The trains don't come here anymore... April 01, 2011
This is a very-very sad story.
Seven years ago, I lived in Portugal for 11 months, in the beautiful city of Lisbon. But the most exiting place and the most wonderful hour during the whole year was a train trip in Tras-os-Montes, North-East Portugal. A narrow railway line was built over a hundred years ago with the help of human hands only, and so it is winding around the mountains, without passing through them, and balancing dramatically high up on the steep hills, above a breathtakingly beautiful river valley, while taking hear-pin turns. Still, the local people persuaded me: there is yet another railway even more beautiful than this, a little more towards the East, between Tua and Mirandela villages... and that story stayed haunting my mind ever since.
So in 2010, I travelled again to Portugal, taking the direction to that part of Tras-os-Montes where time had stopped and people were leading a peaceful life, as if the place were beyond the edge of Europe. I was too late. The line which was created in 1887 and blessed by the king of Portugal Luis I himself, a masterpiece of engineering of its own time, was closed on 1992, because the development of this distant area was not among the priorities of the government. For the last ten years, there has been a great mess with the line: sometimes, some parts of it function for a few months, then, due to an occasional accident or malfunctioning, the whole line is closed again for months or even years. For the moment, there's something like a “tramway” covering about 15 km of the line, but just when you get to the mountains, the service is continued by a bus, to take you to Tua, driving fast on the curvy roads. When I was taking the line, there were three of us in the “tramway”, and only two in the bus, fighting with the nausea, both of us Estonians.

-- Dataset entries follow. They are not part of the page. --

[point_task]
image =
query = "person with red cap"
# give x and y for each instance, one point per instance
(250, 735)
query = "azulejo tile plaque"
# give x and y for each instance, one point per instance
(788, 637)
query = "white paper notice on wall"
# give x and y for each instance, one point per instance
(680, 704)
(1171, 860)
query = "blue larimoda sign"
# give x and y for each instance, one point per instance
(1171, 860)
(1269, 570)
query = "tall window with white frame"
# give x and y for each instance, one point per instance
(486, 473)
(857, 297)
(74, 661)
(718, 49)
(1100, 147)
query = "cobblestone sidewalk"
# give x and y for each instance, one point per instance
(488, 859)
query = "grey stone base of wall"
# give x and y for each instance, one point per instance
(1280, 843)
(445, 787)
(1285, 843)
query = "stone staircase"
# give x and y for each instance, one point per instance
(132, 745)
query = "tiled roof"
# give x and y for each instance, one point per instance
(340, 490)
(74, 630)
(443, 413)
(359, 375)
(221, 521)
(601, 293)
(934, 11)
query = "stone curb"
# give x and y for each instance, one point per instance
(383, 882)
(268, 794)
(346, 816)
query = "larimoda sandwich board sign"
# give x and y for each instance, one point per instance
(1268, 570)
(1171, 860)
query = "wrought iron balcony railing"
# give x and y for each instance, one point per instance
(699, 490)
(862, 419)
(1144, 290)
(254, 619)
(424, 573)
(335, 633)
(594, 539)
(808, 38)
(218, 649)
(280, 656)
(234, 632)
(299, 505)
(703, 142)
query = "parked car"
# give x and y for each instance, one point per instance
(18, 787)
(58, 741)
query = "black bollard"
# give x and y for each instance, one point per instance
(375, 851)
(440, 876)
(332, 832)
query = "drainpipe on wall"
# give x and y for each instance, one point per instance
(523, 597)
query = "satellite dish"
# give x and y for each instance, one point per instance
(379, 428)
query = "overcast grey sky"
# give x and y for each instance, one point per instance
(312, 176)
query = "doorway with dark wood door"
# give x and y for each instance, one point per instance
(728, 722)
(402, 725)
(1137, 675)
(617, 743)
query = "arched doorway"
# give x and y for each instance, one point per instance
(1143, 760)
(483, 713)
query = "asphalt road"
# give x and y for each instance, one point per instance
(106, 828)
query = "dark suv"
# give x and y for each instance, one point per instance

This is precisely the kind of statistics that the local politicians can use for gaining credibility in the capital: “Nobody needs that line anyway”. Portugal would win much more, on its way to progress, from a hydroelectric station. Which would completely ruin the Tua river's ancient valley and drown the old railway line. Not to mention that if the state were to invest some money into restauring the railway, making a suitable traffic plan for the locals and advertising it on the European tourist networks, the situation would clearly be the opposite. Every village where the trains have been taken away, has lost 10-30% of its inhabitants – as a Green Party member states in the film.
Portuguese filmmaker Jorge
Pelicano gives an overview of all this situation in his film “Stop,
listen, look”, concentrating mostly on the locals' point of view.
He won a first price on the Portuguese documentary festival
Doclisboa, although some other filmmakers saw too much of a TV show
in it. For an Estonian viewer, there's nothing to it: poetic visual
metaphors and village still-life with old men and cats is by no means
suited with a quick TV-style editing. Perhaps the film was trying a
bit too hard to prove its point by symbolic language – the death of
the train and the images from graveyard, a small boy removing the
pebbles from the water's way, politicians' dishonest words
illustrated by the images proving the opposite... all of these
symbols were very powerful, but perhaps one of these would have been
enough. Still, the methods of the film serve the purpose, as
Pelicano's film supports the right fight and the politicians' empty
words must be brought out into light as much as possible. During the
very week of Worldfilm, the Portuguese prime minister Jose Socrates,
who we saw “building a great dam” in his speeches, resigned from
his post – Portugal is broke and nobody knows what will come of the
dams, railways, or the country itself.